Given the initial state, Ican find the time evolution wave function right?

[cks]

Homework Statement

At t=0, the particle is in the eigenstate S_x, which corresponds to the eigenvalues -\hbar \over 2The particle is in a magnetic field and its Hamiltonian is H=\frac{eB}{mc}S_z. Find the state at t>0.

Homework Equations

Eigenstate of the Sx is

|->_x=\frac{1}{2^\frac{1}{2}}(|+>-|->)

The Attempt at a Solution

Since I am given with the initial state, then

|-(t)>_x=\frac{1}{2^\frac{1}{2}}(e^\frac{-iE_+t}{\hbar}|+>-e^\frac{-iE_-t}{\hbar}|->)

where E_t=\frac{eB}{mc}

and E_-=-\frac{eB}{mc}

Why am I wrong?

 

[nrqed]

Homework Statement

At t=0, the particle is in the eigenstate S_x, which corresponds to the eigenvalues -\hbar \over 2The particle is in a magnetic field and its Hamiltonian is H=\frac{eB}{mc}S_z.

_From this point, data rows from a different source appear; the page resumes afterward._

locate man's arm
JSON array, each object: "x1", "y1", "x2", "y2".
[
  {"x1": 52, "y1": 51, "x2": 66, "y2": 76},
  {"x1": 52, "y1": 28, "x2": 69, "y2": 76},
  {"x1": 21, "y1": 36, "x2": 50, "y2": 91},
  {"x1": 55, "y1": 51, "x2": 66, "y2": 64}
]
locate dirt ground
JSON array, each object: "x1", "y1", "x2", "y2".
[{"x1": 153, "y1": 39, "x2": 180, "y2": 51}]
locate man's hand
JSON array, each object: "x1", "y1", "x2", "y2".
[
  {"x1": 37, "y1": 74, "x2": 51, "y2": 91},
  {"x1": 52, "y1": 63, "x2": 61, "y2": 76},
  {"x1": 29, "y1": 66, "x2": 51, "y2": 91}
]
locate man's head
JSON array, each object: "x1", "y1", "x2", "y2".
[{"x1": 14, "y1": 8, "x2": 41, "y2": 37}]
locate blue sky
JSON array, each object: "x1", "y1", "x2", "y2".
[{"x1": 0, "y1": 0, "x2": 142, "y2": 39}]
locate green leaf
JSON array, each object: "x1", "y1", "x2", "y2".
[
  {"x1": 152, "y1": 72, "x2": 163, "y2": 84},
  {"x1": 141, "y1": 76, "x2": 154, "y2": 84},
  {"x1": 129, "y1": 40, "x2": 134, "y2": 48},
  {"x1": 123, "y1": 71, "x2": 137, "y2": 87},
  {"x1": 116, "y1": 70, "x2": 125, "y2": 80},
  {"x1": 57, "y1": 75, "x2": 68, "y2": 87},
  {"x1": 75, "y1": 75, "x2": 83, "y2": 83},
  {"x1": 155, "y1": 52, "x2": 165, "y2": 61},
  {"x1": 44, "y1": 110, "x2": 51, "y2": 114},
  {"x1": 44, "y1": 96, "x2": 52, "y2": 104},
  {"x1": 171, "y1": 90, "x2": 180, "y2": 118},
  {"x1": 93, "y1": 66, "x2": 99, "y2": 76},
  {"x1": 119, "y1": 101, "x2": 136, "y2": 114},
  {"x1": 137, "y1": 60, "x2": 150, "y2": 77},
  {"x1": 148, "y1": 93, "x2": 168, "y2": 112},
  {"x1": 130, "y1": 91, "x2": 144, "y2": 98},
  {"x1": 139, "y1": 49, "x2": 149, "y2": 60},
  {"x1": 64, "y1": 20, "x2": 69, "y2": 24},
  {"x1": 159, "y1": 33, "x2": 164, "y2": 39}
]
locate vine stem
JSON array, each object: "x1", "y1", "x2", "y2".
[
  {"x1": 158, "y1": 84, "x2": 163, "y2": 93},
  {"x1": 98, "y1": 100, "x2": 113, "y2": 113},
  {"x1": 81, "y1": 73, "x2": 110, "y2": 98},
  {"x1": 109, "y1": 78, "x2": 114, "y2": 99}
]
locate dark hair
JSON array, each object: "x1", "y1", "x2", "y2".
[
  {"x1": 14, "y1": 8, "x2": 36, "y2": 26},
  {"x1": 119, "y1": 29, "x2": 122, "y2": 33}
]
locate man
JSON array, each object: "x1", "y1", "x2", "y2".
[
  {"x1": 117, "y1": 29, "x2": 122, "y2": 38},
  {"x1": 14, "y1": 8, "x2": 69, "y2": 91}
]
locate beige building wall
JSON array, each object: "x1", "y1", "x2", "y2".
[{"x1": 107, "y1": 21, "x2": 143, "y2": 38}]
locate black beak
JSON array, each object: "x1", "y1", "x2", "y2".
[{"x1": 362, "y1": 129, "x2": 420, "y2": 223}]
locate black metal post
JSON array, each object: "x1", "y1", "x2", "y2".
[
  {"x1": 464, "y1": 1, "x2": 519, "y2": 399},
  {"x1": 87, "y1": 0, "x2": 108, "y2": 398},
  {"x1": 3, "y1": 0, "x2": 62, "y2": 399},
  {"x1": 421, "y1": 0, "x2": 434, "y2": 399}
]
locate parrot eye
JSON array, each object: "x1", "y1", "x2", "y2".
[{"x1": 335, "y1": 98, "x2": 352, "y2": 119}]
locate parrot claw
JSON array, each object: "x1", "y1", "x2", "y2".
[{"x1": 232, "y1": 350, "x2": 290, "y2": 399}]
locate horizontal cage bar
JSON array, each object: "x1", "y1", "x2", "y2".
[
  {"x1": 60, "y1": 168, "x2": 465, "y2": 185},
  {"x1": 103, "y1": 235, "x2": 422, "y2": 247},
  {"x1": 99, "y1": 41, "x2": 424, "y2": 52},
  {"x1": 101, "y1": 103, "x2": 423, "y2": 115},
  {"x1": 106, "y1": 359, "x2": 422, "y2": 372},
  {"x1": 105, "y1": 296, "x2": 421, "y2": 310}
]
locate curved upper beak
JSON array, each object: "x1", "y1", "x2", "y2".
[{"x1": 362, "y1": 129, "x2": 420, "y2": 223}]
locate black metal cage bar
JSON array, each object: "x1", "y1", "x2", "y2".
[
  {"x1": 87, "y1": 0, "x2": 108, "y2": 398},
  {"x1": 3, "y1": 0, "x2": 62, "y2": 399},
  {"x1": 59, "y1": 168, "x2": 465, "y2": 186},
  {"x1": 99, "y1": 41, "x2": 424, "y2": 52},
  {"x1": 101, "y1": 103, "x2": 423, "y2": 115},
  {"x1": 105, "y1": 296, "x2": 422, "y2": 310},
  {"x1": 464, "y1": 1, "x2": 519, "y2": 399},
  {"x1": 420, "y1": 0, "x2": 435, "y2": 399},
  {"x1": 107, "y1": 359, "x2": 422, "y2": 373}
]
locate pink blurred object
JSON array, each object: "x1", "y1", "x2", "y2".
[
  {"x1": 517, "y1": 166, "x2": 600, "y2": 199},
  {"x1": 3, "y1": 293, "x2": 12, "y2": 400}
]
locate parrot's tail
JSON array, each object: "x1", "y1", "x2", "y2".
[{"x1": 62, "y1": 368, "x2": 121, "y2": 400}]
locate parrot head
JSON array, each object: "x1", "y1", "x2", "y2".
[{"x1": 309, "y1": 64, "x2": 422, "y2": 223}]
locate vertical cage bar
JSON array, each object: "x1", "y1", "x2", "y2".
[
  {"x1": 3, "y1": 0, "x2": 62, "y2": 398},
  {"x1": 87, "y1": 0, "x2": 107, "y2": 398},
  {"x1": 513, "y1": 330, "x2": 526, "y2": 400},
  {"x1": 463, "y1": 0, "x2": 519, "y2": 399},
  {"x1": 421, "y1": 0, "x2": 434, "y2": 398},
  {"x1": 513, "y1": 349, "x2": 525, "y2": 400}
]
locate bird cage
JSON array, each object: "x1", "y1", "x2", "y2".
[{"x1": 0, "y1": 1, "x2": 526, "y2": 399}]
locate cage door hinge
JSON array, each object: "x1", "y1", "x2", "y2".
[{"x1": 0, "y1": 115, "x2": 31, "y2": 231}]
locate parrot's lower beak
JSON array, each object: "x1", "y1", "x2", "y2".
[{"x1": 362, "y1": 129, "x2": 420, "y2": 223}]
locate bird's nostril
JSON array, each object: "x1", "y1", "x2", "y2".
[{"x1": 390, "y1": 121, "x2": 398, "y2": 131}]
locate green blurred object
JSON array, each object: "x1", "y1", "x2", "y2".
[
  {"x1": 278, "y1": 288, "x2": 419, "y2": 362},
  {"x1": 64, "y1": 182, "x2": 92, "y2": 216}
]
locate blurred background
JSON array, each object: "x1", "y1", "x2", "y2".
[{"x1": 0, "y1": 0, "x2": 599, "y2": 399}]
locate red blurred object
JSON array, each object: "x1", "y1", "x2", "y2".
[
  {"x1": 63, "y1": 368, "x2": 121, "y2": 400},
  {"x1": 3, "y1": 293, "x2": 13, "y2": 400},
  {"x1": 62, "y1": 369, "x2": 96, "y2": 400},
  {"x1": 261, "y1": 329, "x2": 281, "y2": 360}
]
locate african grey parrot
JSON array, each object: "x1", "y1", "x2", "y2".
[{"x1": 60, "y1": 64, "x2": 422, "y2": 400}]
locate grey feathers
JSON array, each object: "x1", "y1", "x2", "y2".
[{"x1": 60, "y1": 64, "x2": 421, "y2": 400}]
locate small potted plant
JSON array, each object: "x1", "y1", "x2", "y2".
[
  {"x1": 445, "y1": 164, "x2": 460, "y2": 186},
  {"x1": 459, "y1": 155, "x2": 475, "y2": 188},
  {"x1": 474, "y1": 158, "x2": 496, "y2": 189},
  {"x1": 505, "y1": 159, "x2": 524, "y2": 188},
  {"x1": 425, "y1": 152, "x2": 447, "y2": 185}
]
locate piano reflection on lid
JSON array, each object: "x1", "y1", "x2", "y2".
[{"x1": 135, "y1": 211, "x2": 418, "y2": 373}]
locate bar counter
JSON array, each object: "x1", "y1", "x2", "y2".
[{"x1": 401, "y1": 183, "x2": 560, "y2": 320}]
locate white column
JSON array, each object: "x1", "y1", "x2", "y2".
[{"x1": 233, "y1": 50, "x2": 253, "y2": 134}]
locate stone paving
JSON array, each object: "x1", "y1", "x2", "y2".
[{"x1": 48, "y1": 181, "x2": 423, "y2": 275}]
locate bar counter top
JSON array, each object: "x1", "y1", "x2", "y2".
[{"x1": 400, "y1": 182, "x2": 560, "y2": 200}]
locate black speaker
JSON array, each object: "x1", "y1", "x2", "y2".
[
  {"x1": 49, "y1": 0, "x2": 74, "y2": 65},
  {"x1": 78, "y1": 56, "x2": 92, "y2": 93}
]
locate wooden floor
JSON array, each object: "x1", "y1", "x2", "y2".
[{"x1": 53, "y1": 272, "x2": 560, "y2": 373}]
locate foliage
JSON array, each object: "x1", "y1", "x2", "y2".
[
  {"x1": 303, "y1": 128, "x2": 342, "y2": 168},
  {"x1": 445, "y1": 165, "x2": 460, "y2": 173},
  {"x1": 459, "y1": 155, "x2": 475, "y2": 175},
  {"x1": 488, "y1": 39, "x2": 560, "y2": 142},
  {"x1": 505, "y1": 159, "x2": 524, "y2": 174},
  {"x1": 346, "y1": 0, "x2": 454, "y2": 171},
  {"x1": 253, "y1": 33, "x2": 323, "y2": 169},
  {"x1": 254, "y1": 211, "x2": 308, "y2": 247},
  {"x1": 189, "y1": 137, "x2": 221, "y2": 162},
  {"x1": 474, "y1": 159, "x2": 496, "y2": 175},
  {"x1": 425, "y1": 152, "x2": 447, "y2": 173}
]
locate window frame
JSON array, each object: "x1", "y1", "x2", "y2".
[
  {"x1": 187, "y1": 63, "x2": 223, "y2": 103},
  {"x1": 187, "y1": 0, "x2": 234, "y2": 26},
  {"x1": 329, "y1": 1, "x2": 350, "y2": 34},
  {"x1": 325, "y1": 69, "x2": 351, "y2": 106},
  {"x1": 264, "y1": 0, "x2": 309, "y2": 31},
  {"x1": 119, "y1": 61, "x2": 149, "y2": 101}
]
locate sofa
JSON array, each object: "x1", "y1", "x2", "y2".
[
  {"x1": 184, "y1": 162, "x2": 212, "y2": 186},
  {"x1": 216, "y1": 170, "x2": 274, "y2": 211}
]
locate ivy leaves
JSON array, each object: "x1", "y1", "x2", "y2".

Find the state at t>0.

Homework Equations

Eigenstate of the Sx is

|->_x=\frac{1}{2^\frac{1}{2}}(|+>-|->)

The Attempt at a Solution

Since I am given with the initial state, then

|-(t)>_x=\frac{1}{2^\frac{1}{2}}(e^\frac{-iE_+t}{\hbar}|+>-e^\frac{-iE_-t}{\hbar}|->)

where E_t=\frac{eB}{mc}

and E_-=-\frac{eB}{mc}

Why am I wrong?

Looks right to me except for a factor of hbar/2 missing in your energies.

 

[cks]

yaya, aisheah, thank you very much. why I always miss something!